Attempts have been made to modify vertical upflow reactors of the type described above to avoid channeling problems. However, the equipment used to accomplish this is extremely complex as shown by Sherman, U.S. Pat. No. 4,161,421. Moreover, these vertical upflow reaction systems have the additional disadvantage of the inability to circulate gas through the reactor for temperature control since the gas is present as a dispersed phase and travels upwardly at the same speed as the pulp. Jamieson, U.S. Pat. No. 3,754,417, has suggested other reactor designs for oxygen delignification at low pulp consistency.
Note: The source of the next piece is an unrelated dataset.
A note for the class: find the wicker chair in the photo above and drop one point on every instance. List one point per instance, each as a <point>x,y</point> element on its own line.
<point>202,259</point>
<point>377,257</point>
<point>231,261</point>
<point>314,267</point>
However, those systems also have serious channeling problems and require large inputs of heat because of the low consistency operation.
Accordingly, the need exists in the art for an improved means of supply and recirculation of gas in an oxygen delignification system. The need is especially acute for those systems in which large amounts of delignification are desired since the amount of heat and quantity of combustible and diluent gases generated will be large.